The would-be next vanguard of Sundance has largely failed to take the mantle from the ‘90s filmmakers. Since that defining decade of the festival, the trajectories of the directors making auspicious starts at Sundance have splintered in three different directions. Some have managed to follow the path of their predecessors and keep making humane, personal dramas – but the list is fairly small. Tom McCarthy, Kenneth Longergan, Drake Doremus, Damien Chazelle, and the duo of Anna Boden and Ryan Fleck are among the few to keep making splashes in the realm of theatrical feature films.
A small fraction gets recruited by major studios to take on large branded entertainment. Gareth Edwards, Marc Webb, Colin Trevorrow, Jon Watts, Ryan Coogler, and now Taika Waititi have all been scooped up after auspicious Sundance bows to take on massive tentpole titles. By not hiring a more established name, the studios cut costs on the directors and also get more clout in the editing room. In exchange, these fledgling directors get experience on large productions and can tap into funds to make the movies they really want. Witness Trevorrow starting production on a small dramedy, The Book of Henry, almost immediately his Jurassic World shattered box office records.

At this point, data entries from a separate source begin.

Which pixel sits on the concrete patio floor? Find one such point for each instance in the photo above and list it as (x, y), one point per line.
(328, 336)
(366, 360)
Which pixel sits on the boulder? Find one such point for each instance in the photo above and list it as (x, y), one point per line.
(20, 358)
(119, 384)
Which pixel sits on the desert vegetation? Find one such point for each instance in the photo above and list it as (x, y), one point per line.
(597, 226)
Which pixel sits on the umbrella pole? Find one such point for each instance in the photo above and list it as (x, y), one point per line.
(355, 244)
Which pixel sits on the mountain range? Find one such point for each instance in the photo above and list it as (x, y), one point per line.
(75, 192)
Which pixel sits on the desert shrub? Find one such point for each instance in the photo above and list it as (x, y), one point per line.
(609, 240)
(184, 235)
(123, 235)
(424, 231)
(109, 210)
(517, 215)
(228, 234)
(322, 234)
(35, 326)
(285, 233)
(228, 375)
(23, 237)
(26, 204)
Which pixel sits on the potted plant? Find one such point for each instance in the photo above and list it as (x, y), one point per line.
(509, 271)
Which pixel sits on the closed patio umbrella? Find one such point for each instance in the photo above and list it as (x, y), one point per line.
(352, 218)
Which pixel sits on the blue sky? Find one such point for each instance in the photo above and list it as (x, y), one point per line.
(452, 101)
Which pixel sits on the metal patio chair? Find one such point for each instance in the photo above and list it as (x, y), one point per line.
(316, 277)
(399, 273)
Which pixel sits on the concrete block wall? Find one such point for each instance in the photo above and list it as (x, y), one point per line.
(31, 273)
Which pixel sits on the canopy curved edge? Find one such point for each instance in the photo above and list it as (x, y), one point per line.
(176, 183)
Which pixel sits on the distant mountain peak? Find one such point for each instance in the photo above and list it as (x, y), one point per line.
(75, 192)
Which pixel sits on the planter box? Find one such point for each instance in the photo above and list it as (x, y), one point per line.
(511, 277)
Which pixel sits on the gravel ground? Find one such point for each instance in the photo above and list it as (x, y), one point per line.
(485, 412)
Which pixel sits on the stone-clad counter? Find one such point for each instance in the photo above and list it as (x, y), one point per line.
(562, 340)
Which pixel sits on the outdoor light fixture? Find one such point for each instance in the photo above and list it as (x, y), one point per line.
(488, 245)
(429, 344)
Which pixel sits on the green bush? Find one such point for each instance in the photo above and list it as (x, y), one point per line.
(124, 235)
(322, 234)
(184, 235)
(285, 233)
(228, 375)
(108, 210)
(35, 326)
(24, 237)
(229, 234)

But perhaps most notably, they turn to television and streaming services, which are currently providing the budgets and creative freedom to develop the voices of emerging artists. 20 years ago, female filmmakers like Kelly Reichardt broke out at Sundance and have since worked almost exclusively in film. Had she debuted films in this generation, though, maybe she would have been enticed by the possibilities of a series at Amazon like Sundance’s 2013 Best Director winner Jill Soloway. And Lee Daniels, who until only recently was the first Oscar-nominated director to emerge from Sundance this millennium, has found a comfortable home on network television with “Empire.” The expansion of television viewing opportunities has proved a fertile ground for storytelling geared toward niche audiences.

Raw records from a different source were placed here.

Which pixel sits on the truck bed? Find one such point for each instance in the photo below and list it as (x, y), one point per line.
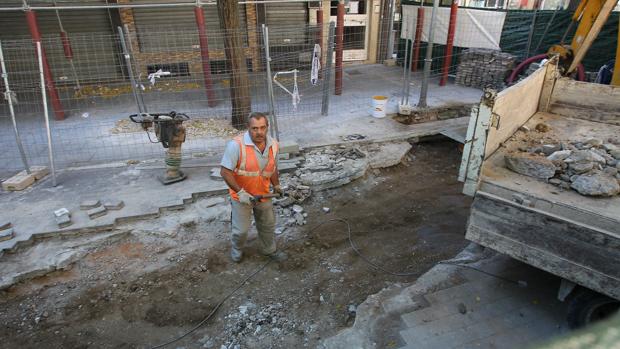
(560, 231)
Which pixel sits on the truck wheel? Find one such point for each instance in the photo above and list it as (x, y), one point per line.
(588, 306)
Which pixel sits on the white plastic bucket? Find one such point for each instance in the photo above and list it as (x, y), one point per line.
(378, 106)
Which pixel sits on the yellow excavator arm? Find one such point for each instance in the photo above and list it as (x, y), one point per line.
(591, 15)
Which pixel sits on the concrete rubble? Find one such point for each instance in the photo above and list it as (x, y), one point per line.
(590, 167)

This rupture in the Sundance pipeline to Hollywood is a multi-faceted issue, one that compounds structural, technological and individual changes. To pin it all on the filmmakers does not solve the problem. They are contending with a moviegoing audience shrinking in size and increasing in ambivalence. Sundance has changed what it means to be a “Sundance film,” seeking out more daring and original voices outside the mainstream of white male filmmakers. The cinemagoing public embraced more films by women and people of color in 2015 than ever before, so hopefully the spirit of exploring the unfamiliar will soon spread to indie audiences.
This new era may be written off as disappointing when the history books are written, but a better word to describe it would be different. It just might take some time for people to appreciate a festival programming staff as intrepid as the filmmakers they feature. And even in spite of the negativity generated over a handful of underwhelming offerings, this January like so many before, fans and the industry flock to Park City not just to watch but to discover. Their continued attendance and attention just confirms Sundance’s role in the film world as the equivalent of “Saturday Night Live” to comedy. It’s a platform for the present and a breeding ground for the future. Just how different that future looks, however, may depend on the reactions coming out of the festival now.